Comment choisit-on les titres des films américains qui sortent en France? Pourquoi en traduire certains et pas d’autres, et retitrer les troisièmes… mais de nouveau en anglais?

Chaque film étant traité comme un cas particulier, il n’existe pas de recette que les distributeurs appliquent à telle ou telle catégorie de films.

Eh oui, ce sont bien les distributeurs qui décident. Donc inutile de tomber à bras raccourcis sur ces pauvres traducteurs de l’audiovisuel, on n’y peut rien, je proteste vigoureusement (cf. « orgueil »). Et c’est là que ça me scie : tout le monde sait par exemple que ce sont les éditeurs qui choisissent le titre des romans qu’ils publient, comment peut-on imaginer qu’il n’en soit pas de même pour un produit culturel tel qu’un film, qui représente un enjeu commercial nettement plus important qu’un bouquin, fût-il signé Dan Brown ou Marc Lévy ?

Bref.
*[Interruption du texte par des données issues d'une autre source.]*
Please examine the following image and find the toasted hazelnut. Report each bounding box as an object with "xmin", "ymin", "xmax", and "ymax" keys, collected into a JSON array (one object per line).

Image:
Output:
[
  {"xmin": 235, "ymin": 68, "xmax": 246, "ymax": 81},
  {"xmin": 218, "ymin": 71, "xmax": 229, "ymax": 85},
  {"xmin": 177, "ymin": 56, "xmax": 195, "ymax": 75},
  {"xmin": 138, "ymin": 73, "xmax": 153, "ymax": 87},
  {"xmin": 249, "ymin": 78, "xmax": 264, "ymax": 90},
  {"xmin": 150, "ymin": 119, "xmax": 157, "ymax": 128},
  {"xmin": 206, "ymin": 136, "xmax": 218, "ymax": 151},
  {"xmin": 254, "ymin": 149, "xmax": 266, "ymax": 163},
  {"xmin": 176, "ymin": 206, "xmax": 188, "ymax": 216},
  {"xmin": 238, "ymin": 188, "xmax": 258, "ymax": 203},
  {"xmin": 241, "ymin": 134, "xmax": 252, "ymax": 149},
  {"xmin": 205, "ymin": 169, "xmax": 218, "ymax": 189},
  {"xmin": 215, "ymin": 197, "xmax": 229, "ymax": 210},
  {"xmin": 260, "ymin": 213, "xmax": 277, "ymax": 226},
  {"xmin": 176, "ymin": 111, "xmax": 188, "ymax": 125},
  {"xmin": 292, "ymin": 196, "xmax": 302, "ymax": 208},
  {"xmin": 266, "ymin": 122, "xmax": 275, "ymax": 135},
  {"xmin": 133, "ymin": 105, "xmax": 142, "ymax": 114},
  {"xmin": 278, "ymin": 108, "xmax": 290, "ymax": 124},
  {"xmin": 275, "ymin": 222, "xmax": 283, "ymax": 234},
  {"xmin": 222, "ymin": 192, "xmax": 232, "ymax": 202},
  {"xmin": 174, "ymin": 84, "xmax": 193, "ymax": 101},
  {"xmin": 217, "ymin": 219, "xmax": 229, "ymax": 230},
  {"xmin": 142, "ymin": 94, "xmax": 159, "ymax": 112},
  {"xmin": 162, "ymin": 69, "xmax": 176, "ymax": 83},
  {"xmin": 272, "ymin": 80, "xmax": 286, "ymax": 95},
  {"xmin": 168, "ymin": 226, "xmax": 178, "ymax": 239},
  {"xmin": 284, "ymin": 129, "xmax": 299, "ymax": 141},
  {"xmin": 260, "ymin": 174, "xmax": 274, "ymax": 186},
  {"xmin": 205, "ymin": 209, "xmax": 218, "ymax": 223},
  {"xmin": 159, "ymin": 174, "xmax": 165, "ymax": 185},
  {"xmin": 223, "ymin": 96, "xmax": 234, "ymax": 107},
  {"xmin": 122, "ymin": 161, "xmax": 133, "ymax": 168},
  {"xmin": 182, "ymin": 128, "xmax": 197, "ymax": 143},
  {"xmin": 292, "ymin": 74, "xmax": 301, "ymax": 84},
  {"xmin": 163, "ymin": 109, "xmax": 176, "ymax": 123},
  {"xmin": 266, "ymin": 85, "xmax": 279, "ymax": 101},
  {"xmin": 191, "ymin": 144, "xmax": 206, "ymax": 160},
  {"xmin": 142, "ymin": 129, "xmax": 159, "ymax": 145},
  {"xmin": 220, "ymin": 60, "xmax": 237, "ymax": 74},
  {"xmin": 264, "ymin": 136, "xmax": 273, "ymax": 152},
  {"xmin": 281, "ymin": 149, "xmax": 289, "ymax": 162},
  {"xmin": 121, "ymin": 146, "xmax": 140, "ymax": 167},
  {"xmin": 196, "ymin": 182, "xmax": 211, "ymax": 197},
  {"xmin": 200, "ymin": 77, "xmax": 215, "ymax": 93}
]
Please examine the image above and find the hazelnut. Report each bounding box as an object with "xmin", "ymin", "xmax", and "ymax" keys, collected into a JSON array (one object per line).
Si vous déplorez que Wild Things ait été rebaptisé Sex Crimes ou si vous regrettez que The Deer Hunter ne soit pas sorti sous un titre du style Le Chasseur de cerf, croyez-bien qu’on n’y peut rien, nous traducteurs.

Vous pouvez
– vous installer au Québec, où l’on traduit bien plus de titres anglo-saxons (et quand on sait que Speed est devenu Clanches ! à sa sortie là-bas, on se dit qu’on est sauvés).
– ou lire quelques articles de qualité variable sur le sujet, comme « Titres de films étrangers mal traduits en français: le cas du mot ‘enfer' », « Enquête : ‘Traduction’ de titres de films », « Délires de traducteurs : l’imagination en panne sèche… «  et « Délires de traducteurs : in english malgré tout… » pour retrouver des énumérations de versions françaises de titres américains généralement assez réjouissantes.